# Initial Setup

- import various helpers, load data, select reviews by status and category

In [1]:
import sys
sys.path.append('../')

from application.name_obj_classes import PubName, PersonName, remove_punct

from application.review_obj_class import ReviewObj

from application.text_preprocessing import preprocess_text

import os
import pandas as pd
import re
from collections import Counter
import numpy as np
import pickle
from nltk.metrics import edit_distance
%pprint

Pretty printing has been turned OFF


In [2]:
from database import *
import database.models as models

# load full text from db
aps_details_single = models.Review().query.filter(models.Review.status.in_(('needs_crosscheck', 'done'))).filter(models.Review.review_type == 'single_focus').all()

len(aps_details_single)

561

In [3]:
reviews_parsed = [ReviewObj(i.record_id, i.full_text) for i in aps_details_single if i.reviewed_author_name !='' and i.reviewed_author_name is not None]

In [4]:
authors = [i.reviewed_author_name for i in aps_details_single if i.reviewed_author_name !='' and i.reviewed_author_name is not None]
len(authors)

533

## Part 1: Person Names

In [115]:
# use for titles? 
reviews_parsed[0].no_pubs_text[:10]

'Missouri: '

In [116]:
# consolidate duplicates? 
reviews_parsed[3].person_names

[Dr. Fox, Dr. Fox]

In [117]:
known_authors = list(set(authors))
len(known_authors)

522

In [118]:
authors[1]

'Lord Byron; W. A. Lewis Bettany'

In [119]:
from fuzzysearch import find_near_matches

def match_known_authors(text, k_a):
    all_matches = {}
    for a in k_a:
        # a might be multiple
        candidates = a.split(';')
        for can in candidates:
        #base fuzziness on length of author name
            if len(can) < 10:
                fuzz=0
            elif len(can) > 9 and len(can) < 20:
                fuzz=1
            else:
                fuzz=3
            matches = find_near_matches(can, text, max_l_dist=fuzz)
            if len(matches) > 0:
                match_strings = [text[m.start:m.end] for m in matches]
                for i in match_strings:
                    try:
                        all_matches[can].append(i)
                    except:
                        all_matches[can] = [i,]
        for k,v in all_matches.items():
            if len(v) == 1 and k == v[0]:  
                return ("found", [k,])
    result = list(all_matches.keys())
    if len(result) > 0:
        return ("found", result)
    else:
        return ("not found", result)

def match_surname(text, k_a):
    all_matches = {}
    for a in k_a:
        # a might be multiple
        candidates = a.split(';')
        for can in candidates:
            surname = can.split()[-1]
            #base fuzziness on length of author name
            if len(surname) < 10:
                fuzz=0
            elif len(surname) > 9 and len(surname) < 20:
                fuzz=1
            else:
                fuzz=3
            matches = find_near_matches(surname, text, max_l_dist=fuzz)
            if len(matches) > 0:
                match_strings = [text[m.start:m.end] for m in matches]
                for i in match_strings:
                    try:
                        all_matches[can].append(i)
                    except:
                        all_matches[can] = [i,]
        for k,v in all_matches.items():
            if len(v) == 1 and k == v[0]:  
                return ("found", [k,])
    result = list(all_matches.keys())
    if len(result) > 0:
        return ("found", result)
    else:
        return ("not found", result)
    

In [120]:
for i in reviews_parsed[0].person_names:
    #print(i, match_known_authors(i, known_authors))
    print(i, match_surname(i, known_authors))

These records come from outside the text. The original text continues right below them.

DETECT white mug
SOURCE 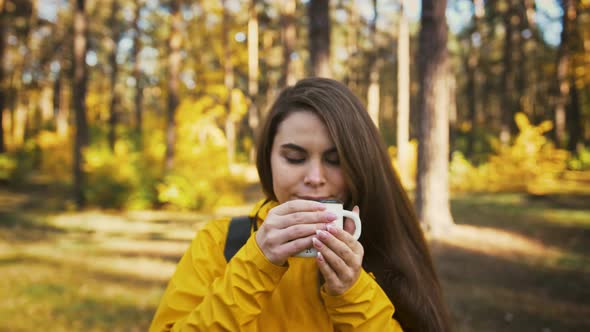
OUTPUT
[295,200,361,257]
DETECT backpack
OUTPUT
[223,216,254,262]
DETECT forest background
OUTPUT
[0,0,590,331]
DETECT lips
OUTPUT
[297,196,333,201]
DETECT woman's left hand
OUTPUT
[313,206,364,295]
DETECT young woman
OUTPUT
[150,78,449,332]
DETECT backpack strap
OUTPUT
[223,216,252,262]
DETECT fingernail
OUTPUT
[327,225,338,234]
[311,237,324,249]
[318,251,324,262]
[315,230,330,239]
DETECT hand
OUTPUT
[312,206,364,295]
[256,200,337,265]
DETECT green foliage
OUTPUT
[568,147,590,171]
[36,130,74,182]
[0,140,40,184]
[450,113,584,193]
[0,153,17,181]
[84,140,159,209]
[157,97,244,210]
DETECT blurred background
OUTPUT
[0,0,590,332]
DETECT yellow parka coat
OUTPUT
[150,201,402,332]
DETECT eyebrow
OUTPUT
[281,143,307,152]
[281,143,338,154]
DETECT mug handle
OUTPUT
[342,210,361,240]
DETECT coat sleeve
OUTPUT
[321,270,402,332]
[150,222,287,332]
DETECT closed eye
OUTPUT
[285,156,305,164]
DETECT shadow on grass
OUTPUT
[0,212,66,241]
[432,243,590,332]
[451,194,590,255]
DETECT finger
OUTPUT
[274,223,327,243]
[277,235,315,257]
[271,199,326,216]
[280,211,338,228]
[314,239,340,285]
[313,231,353,277]
[344,205,360,234]
[344,218,356,234]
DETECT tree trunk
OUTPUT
[307,0,332,77]
[72,0,89,207]
[554,0,576,147]
[279,0,297,87]
[132,0,143,150]
[222,0,236,166]
[345,1,360,93]
[397,0,410,186]
[248,0,260,163]
[567,75,582,152]
[416,0,453,234]
[367,0,380,128]
[166,0,182,172]
[500,4,514,145]
[109,0,121,151]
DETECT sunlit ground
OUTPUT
[0,190,590,332]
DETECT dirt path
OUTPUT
[0,185,590,332]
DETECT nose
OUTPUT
[303,161,326,187]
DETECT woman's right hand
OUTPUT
[256,200,337,266]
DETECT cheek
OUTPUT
[331,170,350,198]
[271,154,290,203]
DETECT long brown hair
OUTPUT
[256,78,450,332]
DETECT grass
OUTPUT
[0,190,590,332]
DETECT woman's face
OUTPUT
[270,111,349,203]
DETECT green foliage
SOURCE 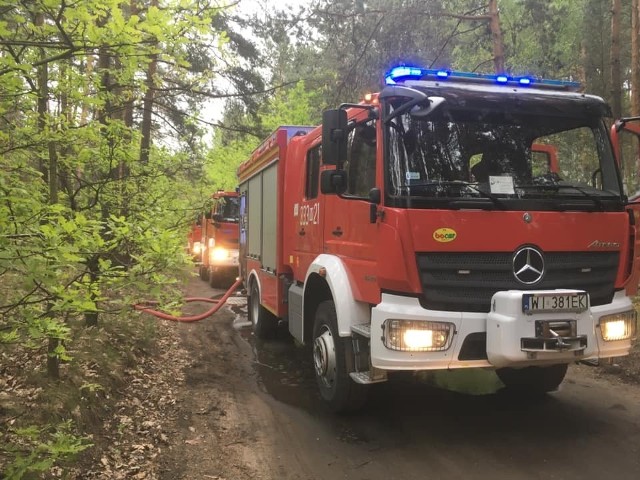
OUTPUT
[0,421,92,480]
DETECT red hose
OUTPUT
[133,278,242,322]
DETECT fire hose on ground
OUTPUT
[133,278,242,323]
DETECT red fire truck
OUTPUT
[199,191,239,288]
[187,215,202,262]
[238,67,640,411]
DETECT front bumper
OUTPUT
[370,290,634,370]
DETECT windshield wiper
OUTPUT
[516,183,604,210]
[407,180,504,208]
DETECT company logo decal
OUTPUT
[513,247,544,285]
[587,240,620,248]
[433,228,458,243]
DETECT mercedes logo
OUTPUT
[513,247,544,285]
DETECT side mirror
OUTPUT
[320,170,347,195]
[322,109,348,168]
[369,187,382,223]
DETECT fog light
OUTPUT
[384,320,454,352]
[600,310,636,342]
[209,247,229,263]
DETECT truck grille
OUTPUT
[416,252,619,312]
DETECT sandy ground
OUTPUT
[151,279,640,480]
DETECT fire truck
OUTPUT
[238,66,640,411]
[187,215,202,262]
[198,191,239,288]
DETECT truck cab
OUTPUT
[199,191,239,288]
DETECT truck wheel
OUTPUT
[313,300,368,412]
[249,282,278,338]
[496,363,569,395]
[209,271,222,288]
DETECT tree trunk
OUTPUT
[631,0,640,116]
[489,0,504,73]
[611,0,622,118]
[140,0,158,164]
[34,13,60,378]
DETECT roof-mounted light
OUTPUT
[384,65,580,91]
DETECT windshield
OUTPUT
[216,197,240,222]
[385,106,620,210]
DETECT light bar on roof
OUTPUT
[384,65,580,90]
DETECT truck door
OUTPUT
[611,117,640,294]
[290,139,324,275]
[324,120,381,301]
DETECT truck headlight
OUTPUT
[209,247,229,263]
[383,319,455,352]
[600,310,637,342]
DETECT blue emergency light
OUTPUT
[384,65,580,90]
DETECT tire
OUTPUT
[209,270,224,288]
[198,265,209,282]
[249,281,278,338]
[496,363,569,395]
[313,300,369,413]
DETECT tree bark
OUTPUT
[34,13,60,379]
[140,0,158,164]
[631,0,640,116]
[489,0,504,73]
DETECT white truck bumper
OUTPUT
[370,290,635,370]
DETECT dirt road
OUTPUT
[159,279,640,480]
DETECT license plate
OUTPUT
[522,292,589,313]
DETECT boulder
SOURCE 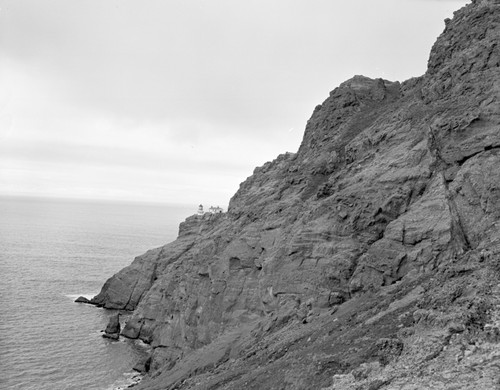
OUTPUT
[75,296,90,303]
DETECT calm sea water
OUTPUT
[0,198,196,390]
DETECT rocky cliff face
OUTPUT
[92,0,500,389]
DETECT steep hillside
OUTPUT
[88,0,500,390]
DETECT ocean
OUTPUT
[0,198,196,390]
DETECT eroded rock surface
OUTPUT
[92,0,500,389]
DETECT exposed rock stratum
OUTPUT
[92,0,500,390]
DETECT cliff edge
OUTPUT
[92,0,500,390]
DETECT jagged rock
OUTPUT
[91,0,500,390]
[102,313,121,340]
[132,356,151,374]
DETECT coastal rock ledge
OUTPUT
[91,0,500,390]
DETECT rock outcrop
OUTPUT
[92,0,500,389]
[102,313,121,340]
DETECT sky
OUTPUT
[0,0,468,208]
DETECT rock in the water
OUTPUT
[75,296,90,303]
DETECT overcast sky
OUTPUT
[0,0,468,207]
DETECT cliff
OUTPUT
[92,0,500,390]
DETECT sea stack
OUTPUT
[92,0,500,390]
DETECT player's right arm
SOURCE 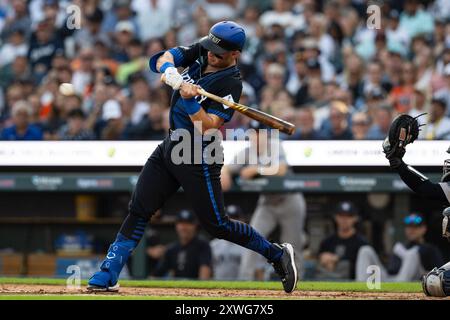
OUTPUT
[149,43,202,90]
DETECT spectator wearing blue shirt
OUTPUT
[0,100,43,141]
[321,100,353,140]
[367,105,393,140]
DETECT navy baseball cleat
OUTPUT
[87,270,119,292]
[271,243,298,293]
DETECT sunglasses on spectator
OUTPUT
[403,215,423,226]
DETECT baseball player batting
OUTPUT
[383,114,450,297]
[88,21,297,293]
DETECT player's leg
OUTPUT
[171,165,297,292]
[274,194,306,274]
[88,141,179,291]
[239,203,277,280]
[355,245,390,282]
[394,247,425,282]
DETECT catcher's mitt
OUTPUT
[383,113,425,160]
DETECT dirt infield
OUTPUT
[0,284,441,300]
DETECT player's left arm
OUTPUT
[180,82,242,133]
[198,243,213,280]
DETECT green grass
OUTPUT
[0,278,422,293]
[0,294,274,300]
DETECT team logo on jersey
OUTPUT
[208,33,220,44]
[222,94,234,109]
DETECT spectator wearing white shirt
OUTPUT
[419,98,450,140]
[435,63,450,116]
[0,29,28,67]
[131,0,174,41]
[259,0,306,30]
[400,0,434,38]
[209,205,247,280]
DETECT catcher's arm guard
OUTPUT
[422,262,450,297]
[383,114,424,169]
[442,207,450,241]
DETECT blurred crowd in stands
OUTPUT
[0,0,450,140]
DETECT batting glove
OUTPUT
[164,67,183,90]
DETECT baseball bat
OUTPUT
[161,74,295,135]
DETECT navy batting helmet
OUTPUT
[200,21,245,54]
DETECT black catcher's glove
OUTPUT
[383,113,425,169]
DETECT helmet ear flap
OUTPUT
[441,171,450,182]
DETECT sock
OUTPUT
[100,233,138,286]
[229,220,283,262]
[119,214,148,242]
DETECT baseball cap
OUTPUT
[431,96,447,109]
[116,21,134,33]
[225,204,242,219]
[366,87,386,99]
[102,100,122,121]
[114,0,131,9]
[306,58,320,70]
[335,201,358,216]
[67,109,86,119]
[444,63,450,76]
[200,21,245,54]
[176,210,197,223]
[248,120,270,130]
[403,213,425,226]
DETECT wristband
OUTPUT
[183,97,201,115]
[159,62,175,73]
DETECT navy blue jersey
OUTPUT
[150,43,242,133]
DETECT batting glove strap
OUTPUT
[183,98,201,115]
[159,62,175,73]
[161,66,183,90]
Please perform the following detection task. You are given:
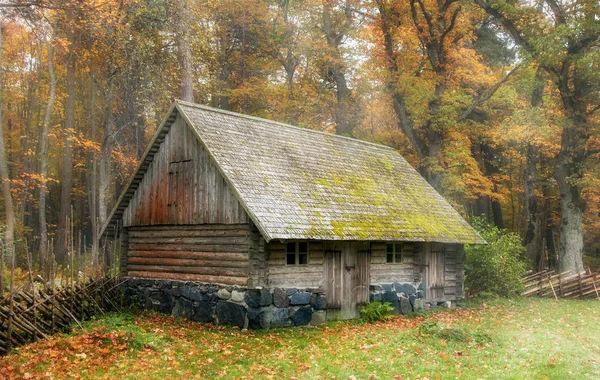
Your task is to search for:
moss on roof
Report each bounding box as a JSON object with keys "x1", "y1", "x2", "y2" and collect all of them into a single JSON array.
[{"x1": 177, "y1": 101, "x2": 483, "y2": 243}]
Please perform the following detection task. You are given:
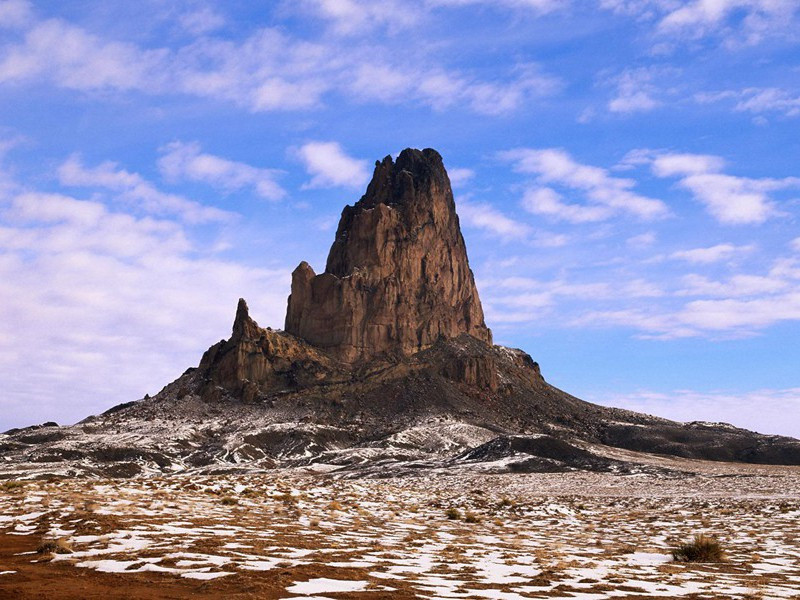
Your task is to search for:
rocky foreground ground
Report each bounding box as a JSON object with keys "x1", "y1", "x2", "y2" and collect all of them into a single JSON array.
[{"x1": 0, "y1": 459, "x2": 800, "y2": 600}]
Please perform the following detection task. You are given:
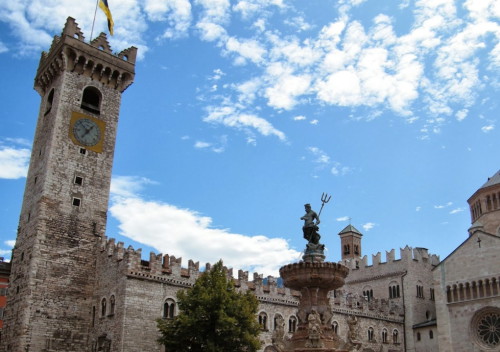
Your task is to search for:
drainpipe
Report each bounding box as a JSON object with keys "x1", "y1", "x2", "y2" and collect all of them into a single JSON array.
[{"x1": 401, "y1": 270, "x2": 408, "y2": 352}]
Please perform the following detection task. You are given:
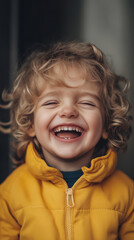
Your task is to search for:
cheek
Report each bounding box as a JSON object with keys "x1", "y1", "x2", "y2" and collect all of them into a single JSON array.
[{"x1": 89, "y1": 113, "x2": 103, "y2": 133}]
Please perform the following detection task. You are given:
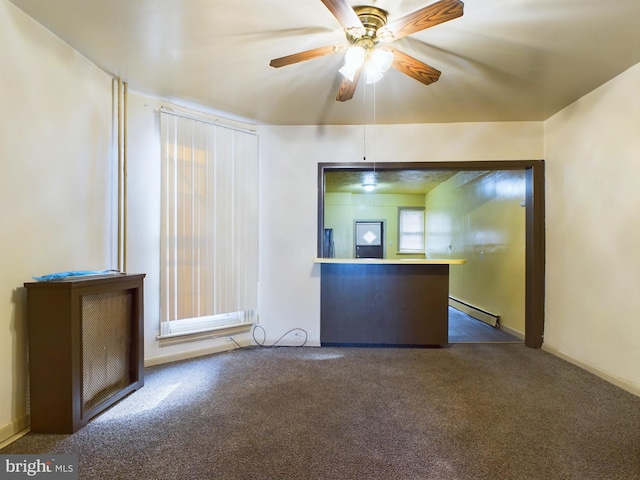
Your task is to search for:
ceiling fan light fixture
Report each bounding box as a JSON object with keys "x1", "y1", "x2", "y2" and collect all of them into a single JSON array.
[
  {"x1": 344, "y1": 45, "x2": 367, "y2": 68},
  {"x1": 338, "y1": 45, "x2": 367, "y2": 82},
  {"x1": 338, "y1": 63, "x2": 360, "y2": 82},
  {"x1": 370, "y1": 48, "x2": 393, "y2": 73},
  {"x1": 364, "y1": 62, "x2": 382, "y2": 84}
]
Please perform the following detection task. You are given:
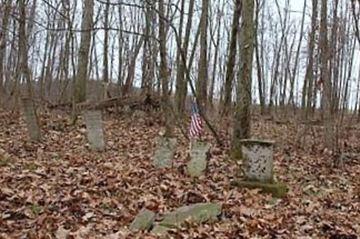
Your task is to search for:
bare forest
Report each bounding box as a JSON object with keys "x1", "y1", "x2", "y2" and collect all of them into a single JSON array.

Mr. Carr ('found', ['Lucien Carr', 'Clark E. Carr'])
Mr. Carr ('found', ['Lucien Carr', 'Clark E. Carr'])


In [121]:
all_author_matches = {}

# run on all reviews, return matches, novel, or no match
for review in reviews_parsed:
    
    results = {}
    names = list(set(review.person_names))
    for i in names:
        # function to fuzzy match known authors
        result, author_candidates = match_known_authors(i, known_authors)
        if len(author_candidates) == 0:
            result, author_surname_candidates = match_surname(i, known_authors)
            if len(author_surname_candidates) > 0:
                for z in author_surname_candidates:
                    if len(z.strip()) > 2:
                        try:
                            results[i].append(z)
                        except:
                            results[i] = [z,]
        else:
            for z in author_candidates:
                if len(z.strip()) > 2:
                    try:
                        results[i].append(z)
                    except:
                        results[i] = [z,]
    
    if len(results.keys()) == 0:        
        result = "not found"

    if len(review.person_names) == 0:        
        result = "not found"
    
    
    try:
        all_author_matches["type"].append(result) 
    except:
        all_author_matches["type"] = [result,]
        
    try:
        all_author_matches["results"].append(results)
    except:
        all_author_matches["results"] = [results,]
    try:
        all_author_matches["match_number"].append(len(results.keys()))
    except:
        all_author_matches["match_number"] = [len(results.keys()),]

In [122]:
# build viaf store, add columns for comparison
author_tuples = [(i.reviewed_author_name, i.reviewed_author_viaf_match) for i in aps_details_single if i.reviewed_author_name is not None and i.reviewed_author_name !='']
viaf_store = {}
count = 0
for f,g in author_tuples:
    i = f.split(";")
    uris = g.split(";")
    i = f.split(";")
    uris = g.split(";")
    tail = []
    if len(i) > len(uris):
        for m in range(len(i) - len(uris)):
            tail.append('not available')
        uris = uris+tail
    if len(uris) > len(i):
        uris = uris[:4]
        i = i[:4]
        
    for e, j in enumerate(uris):
        if j == '' or j.lower() == "not available":
            try: 
                is_in = viaf_store[i[e]]
            except:
                viaf_store[i[e]] = [count,]
                count +=1
        else:
            try:
                if j not in viaf_store[i[e]]:
                    viaf_store[i[e]].append(j)
            except:
                viaf_store[i[e]] = [j,]
viaf_store['Lucien Carr']

['http://viaf.org/viaf/71253540']

In [123]:
from collections import Counter
import random

top_candidates = []
for r in all_author_matches['results']:
    top = []
    for c in r.values():
        top_match = random.choice(c)
        top.append(top_match) 
    top.sort()
    top = list(set(top))
    top_candidates.append(";".join(top))   

In [124]:
import pandas as pd

df = pd.DataFrame(all_author_matches)
df['recorded_authors'] = authors
df['top_candidates'] = top_candidates
#df['recorded_viaf'] = recorded_viaf
#df['top_result_viaf'] = top_result_viaf
df = df.drop(['results'], axis=1)
len(df.loc[(df['match_number'] == 1) & (df['recorded_authors'] == df['top_candidates'])])/len(df.loc[(df['match_number'] == 1)])
#75.8% accurate when one author

0.7230769230769231

In [135]:
true_authors = []
for row in df.iterrows():
    true_authors.extend(row[1]['recorded_authors'].split(";"))
len(true_authors)

584

In [141]:
false_positives_count = []
missed_author_count = []
matched_correctly_count = []
perfect_match_count = []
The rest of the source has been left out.